Business Ethos Blog

Health Care for Everyone

Dr. David Mielke is the Retired Dean of the College of Business at Eastern Michigan University


Dr. David MielkeIn less than 5 months, on October 1st, the Affordable Care Act’s insurance exchanges will go live online.  A key provision is the expansion of Medicaid.  Michigan has been offered $2 billion a year for 2 years to expand Medicaid to as many as 400,000 additional people.  The Governor supports this expansion, while the legislature says “no”.  In fact, the Republicans in the state instead are supporting a bill to limit Medicaid benefits to 4 years if a person can be gainfully employed.  More than half of the states are on track to sit out the law’s Medicaid expansion goal, at least initially.  This means that millions of low income people won’t have access to health insurance through Medicaid as the law anticipated.  Is this the “Right Thing to do?”  Should the states refuse to expand Medicaid?  Let’s look at some issues:

1. You may remember that the law initially required states to expand Medicaid.  However, that is the one provision that the Supreme Court overturned and ruled that Congress cannot coerce states into expanding Medicaid by threatening to withhold federal dollars for a state’s existing program.

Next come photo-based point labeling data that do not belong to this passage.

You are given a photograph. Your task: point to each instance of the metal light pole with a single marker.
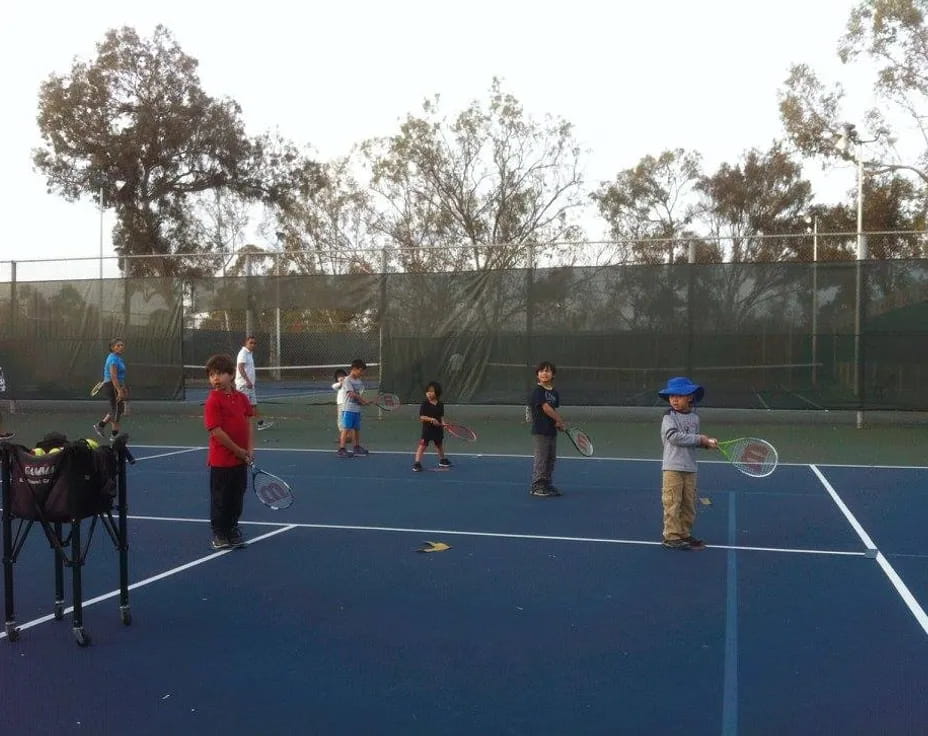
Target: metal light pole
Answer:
(861, 257)
(847, 139)
(814, 221)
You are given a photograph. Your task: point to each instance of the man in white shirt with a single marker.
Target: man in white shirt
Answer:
(245, 377)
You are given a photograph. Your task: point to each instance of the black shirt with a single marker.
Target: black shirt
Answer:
(431, 432)
(541, 422)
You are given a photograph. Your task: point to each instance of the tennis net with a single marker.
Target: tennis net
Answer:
(284, 383)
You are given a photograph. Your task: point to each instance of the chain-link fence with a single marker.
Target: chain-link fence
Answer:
(777, 334)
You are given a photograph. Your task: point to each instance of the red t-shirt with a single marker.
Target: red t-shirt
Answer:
(230, 412)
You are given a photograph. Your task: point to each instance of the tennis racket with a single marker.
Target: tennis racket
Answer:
(581, 440)
(752, 456)
(272, 491)
(460, 431)
(387, 402)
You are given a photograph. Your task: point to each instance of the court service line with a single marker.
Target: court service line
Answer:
(148, 581)
(914, 606)
(500, 535)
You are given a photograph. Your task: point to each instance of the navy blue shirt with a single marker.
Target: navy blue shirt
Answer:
(541, 422)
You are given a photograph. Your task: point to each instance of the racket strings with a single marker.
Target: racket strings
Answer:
(755, 457)
(270, 490)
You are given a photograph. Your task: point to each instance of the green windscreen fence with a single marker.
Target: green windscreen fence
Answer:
(834, 335)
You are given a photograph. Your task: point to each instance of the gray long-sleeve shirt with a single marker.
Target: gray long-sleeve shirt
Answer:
(680, 436)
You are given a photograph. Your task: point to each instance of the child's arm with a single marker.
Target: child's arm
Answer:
(240, 452)
(552, 412)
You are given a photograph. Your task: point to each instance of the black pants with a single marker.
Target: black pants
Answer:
(226, 497)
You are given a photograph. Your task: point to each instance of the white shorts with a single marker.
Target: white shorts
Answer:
(250, 393)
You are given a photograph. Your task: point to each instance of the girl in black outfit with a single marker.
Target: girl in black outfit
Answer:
(431, 414)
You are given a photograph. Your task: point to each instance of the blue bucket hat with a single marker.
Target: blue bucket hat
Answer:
(681, 386)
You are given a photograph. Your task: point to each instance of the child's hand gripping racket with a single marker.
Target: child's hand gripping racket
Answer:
(460, 431)
(581, 440)
(272, 491)
(752, 456)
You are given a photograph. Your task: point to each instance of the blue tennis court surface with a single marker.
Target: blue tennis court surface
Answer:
(546, 616)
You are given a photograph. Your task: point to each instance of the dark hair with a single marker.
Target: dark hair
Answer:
(546, 364)
(220, 364)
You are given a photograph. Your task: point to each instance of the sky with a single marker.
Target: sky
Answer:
(634, 78)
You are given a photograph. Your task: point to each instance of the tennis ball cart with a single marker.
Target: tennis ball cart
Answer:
(60, 489)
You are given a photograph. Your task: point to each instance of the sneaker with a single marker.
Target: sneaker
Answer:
(236, 538)
(221, 542)
(544, 492)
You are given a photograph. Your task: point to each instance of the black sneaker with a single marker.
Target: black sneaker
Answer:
(236, 538)
(544, 492)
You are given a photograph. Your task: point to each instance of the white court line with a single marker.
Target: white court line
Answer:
(894, 578)
(501, 535)
(146, 581)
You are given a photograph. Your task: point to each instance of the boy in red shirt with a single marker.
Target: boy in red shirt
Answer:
(231, 448)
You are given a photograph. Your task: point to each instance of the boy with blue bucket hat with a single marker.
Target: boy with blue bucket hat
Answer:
(680, 437)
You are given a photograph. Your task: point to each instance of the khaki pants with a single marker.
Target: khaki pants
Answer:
(678, 494)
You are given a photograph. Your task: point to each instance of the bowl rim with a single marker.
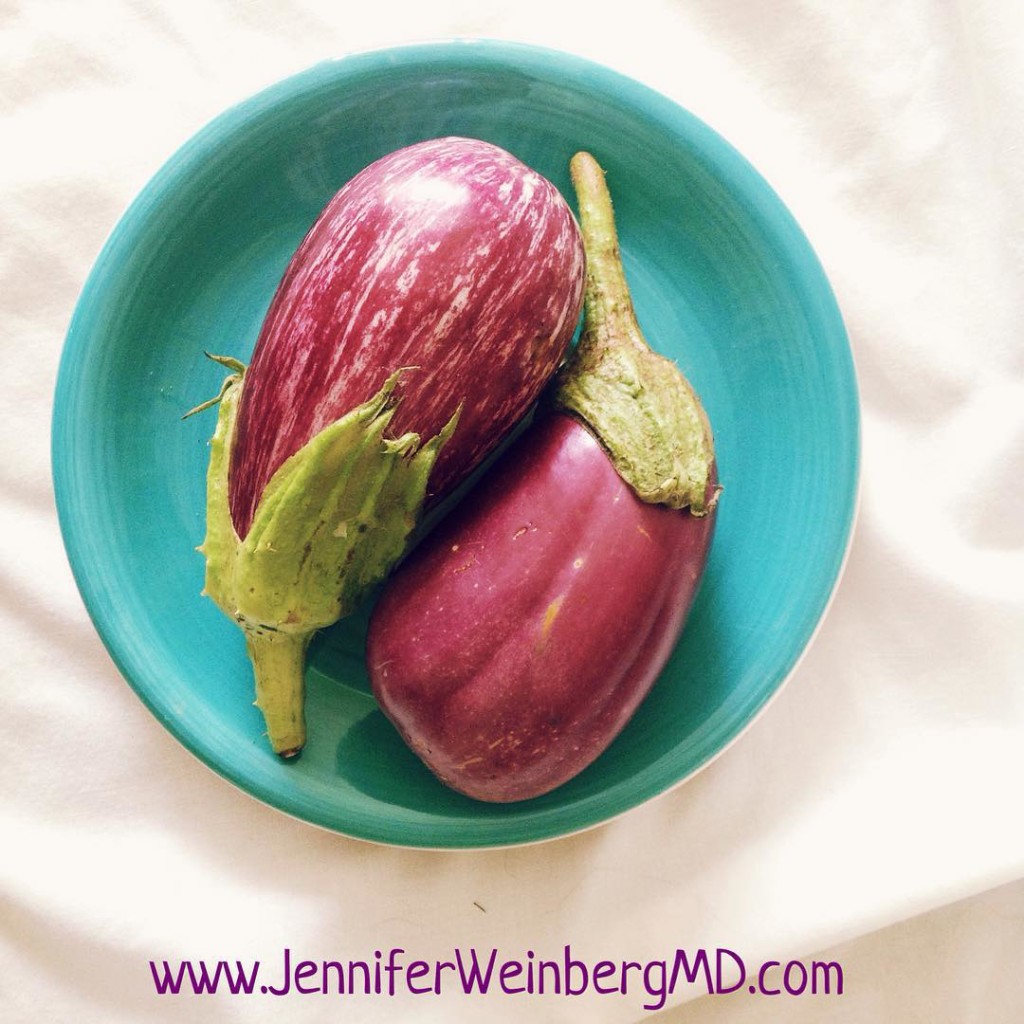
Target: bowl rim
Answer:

2. Based on figures from the Congressional Budget Office and analysis by the Kaiser Family Foundation, Washington is expected to spend roughly $950 billion expanding Medicaid between 2014 and 2022.

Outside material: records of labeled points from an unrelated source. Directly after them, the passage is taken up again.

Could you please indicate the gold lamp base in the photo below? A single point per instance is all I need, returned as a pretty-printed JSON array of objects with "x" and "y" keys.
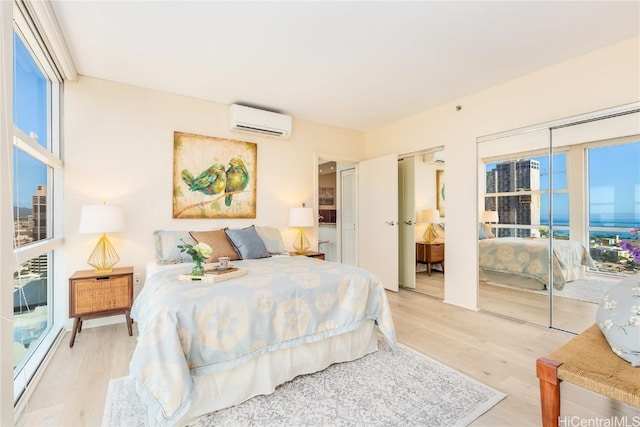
[
  {"x": 430, "y": 234},
  {"x": 301, "y": 244},
  {"x": 103, "y": 257}
]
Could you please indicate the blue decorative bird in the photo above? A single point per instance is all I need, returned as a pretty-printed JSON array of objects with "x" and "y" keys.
[
  {"x": 237, "y": 178},
  {"x": 211, "y": 181}
]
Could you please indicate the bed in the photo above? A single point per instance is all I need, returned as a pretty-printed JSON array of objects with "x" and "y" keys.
[
  {"x": 203, "y": 347},
  {"x": 524, "y": 262}
]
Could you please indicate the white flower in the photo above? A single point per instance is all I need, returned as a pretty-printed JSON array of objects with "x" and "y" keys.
[{"x": 203, "y": 249}]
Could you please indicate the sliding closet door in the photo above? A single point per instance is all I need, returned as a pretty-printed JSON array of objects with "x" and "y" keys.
[
  {"x": 595, "y": 204},
  {"x": 514, "y": 171}
]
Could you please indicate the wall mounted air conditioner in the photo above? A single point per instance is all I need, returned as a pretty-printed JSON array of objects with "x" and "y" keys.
[
  {"x": 434, "y": 157},
  {"x": 253, "y": 120}
]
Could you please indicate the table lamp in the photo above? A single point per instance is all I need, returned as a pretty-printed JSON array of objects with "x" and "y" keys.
[
  {"x": 301, "y": 217},
  {"x": 102, "y": 219},
  {"x": 490, "y": 217},
  {"x": 430, "y": 216}
]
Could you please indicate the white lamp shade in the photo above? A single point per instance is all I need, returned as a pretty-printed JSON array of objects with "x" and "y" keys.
[
  {"x": 430, "y": 216},
  {"x": 490, "y": 216},
  {"x": 101, "y": 219},
  {"x": 301, "y": 217}
]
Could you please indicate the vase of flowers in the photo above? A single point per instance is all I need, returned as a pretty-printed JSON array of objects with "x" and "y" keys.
[{"x": 199, "y": 253}]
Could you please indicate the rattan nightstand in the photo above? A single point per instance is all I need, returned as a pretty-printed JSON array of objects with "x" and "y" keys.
[{"x": 94, "y": 295}]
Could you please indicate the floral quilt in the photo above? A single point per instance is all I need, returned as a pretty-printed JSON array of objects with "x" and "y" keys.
[
  {"x": 188, "y": 329},
  {"x": 530, "y": 258}
]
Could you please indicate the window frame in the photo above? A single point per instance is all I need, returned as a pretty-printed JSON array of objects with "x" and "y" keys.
[{"x": 52, "y": 245}]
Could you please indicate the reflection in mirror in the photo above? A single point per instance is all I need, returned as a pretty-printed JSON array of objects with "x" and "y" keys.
[
  {"x": 422, "y": 207},
  {"x": 513, "y": 243}
]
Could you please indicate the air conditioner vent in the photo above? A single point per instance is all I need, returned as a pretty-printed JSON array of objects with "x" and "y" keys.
[{"x": 253, "y": 120}]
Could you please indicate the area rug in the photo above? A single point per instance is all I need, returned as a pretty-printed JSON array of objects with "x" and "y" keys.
[{"x": 382, "y": 389}]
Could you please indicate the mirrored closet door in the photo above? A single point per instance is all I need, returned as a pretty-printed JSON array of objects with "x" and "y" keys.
[{"x": 554, "y": 203}]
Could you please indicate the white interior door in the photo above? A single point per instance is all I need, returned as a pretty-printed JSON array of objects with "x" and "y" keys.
[
  {"x": 378, "y": 218},
  {"x": 407, "y": 232}
]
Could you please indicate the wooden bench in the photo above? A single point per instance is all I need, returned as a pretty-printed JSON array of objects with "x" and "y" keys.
[{"x": 586, "y": 361}]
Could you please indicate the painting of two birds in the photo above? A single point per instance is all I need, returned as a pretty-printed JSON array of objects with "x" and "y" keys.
[{"x": 213, "y": 177}]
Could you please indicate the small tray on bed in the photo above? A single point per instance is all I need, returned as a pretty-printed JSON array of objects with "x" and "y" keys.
[{"x": 214, "y": 275}]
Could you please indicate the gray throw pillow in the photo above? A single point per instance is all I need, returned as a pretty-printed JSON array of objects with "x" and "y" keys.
[
  {"x": 248, "y": 243},
  {"x": 619, "y": 318}
]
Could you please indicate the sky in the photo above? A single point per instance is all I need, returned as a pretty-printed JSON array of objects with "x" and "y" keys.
[
  {"x": 29, "y": 114},
  {"x": 614, "y": 186}
]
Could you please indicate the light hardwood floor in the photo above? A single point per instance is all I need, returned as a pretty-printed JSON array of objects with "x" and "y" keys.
[
  {"x": 533, "y": 307},
  {"x": 495, "y": 351}
]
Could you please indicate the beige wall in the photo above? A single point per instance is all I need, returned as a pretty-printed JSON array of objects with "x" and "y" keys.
[
  {"x": 119, "y": 149},
  {"x": 598, "y": 80}
]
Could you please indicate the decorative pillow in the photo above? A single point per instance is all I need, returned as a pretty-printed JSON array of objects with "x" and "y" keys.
[
  {"x": 619, "y": 318},
  {"x": 166, "y": 243},
  {"x": 488, "y": 232},
  {"x": 247, "y": 242},
  {"x": 272, "y": 239},
  {"x": 218, "y": 241}
]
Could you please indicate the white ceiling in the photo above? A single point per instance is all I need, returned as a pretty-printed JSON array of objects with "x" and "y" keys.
[{"x": 356, "y": 65}]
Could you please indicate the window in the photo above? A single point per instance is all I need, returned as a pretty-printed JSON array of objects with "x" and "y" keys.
[
  {"x": 614, "y": 204},
  {"x": 518, "y": 189}
]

3. Using the same information, the cost to the Federal government has been reduced by more than $424 billion in new spending over the next 8 years because 18 states have already opted out of the Medicaid expansion.  If the 12 states still undecided also decide to opt out, there will be additional savings of $185 billion.

4.  The federal government has promised to pay the total cost of expansion for 2 years, in Michigan’s case $2 billion.  After 2 years the states will be required to pay 10% of the cost.  Many states worry that the federal government will renege on its promises and the states will be required to pay more than 10%.  The GAO reported last week that the average state has a fiscal gap of 14.2% in their budgets over the next 50 years primarily as a result of health care costs—before the new Medicaid kicks in.  That means taxes will have to be raised or budget cuts will need to be made in other areas.

5.  In general, the states opting out have Republican governors.  However, Michigan’s Republican governor is not alone trying to expand Medicaid.  John Kasich of Ohio, Rick Scott in Florida, and Jan Brewer of Arizona also want to expand but are experiencing trouble convincing their legislatures to do so.  Only the Republican governor in North Dakota has sold a GOP legislature.

6. The US health care system is already larger than the economy of France.

7. Given the latest news about the IRS, do we trust them to be involved with the new health care system and expansion?  Obamacare has 47 separate provisions that involve the IRS. It is the second-largest agency, after the U.S. Department of Health and Human Services, charged with implementing the act.  The IRS has to implement Obamacare’s required purchase of health coverage, checking whether millions of Americans are in compliance.


What is the “Right Thing to do?”  There is no question that people need health care insurance.  However, at what cost and in terms of priorities what is the best way to accomplish this goal?  Before we expand Medicaid, are we convinced that it is working as is?  Medicaid was passed years ago—and has never been reviewed for a possible overhaul.  Florida has an innovative pilot project that allows low income people to choose health plans on a “Medicaid marketplace”.  That has saved them about $1 billion a year.  Spending more money on a outmoded program does not make things better at a time when all budgets are severely challenged.  Let’s fix Medicaid first and fix the federal budget.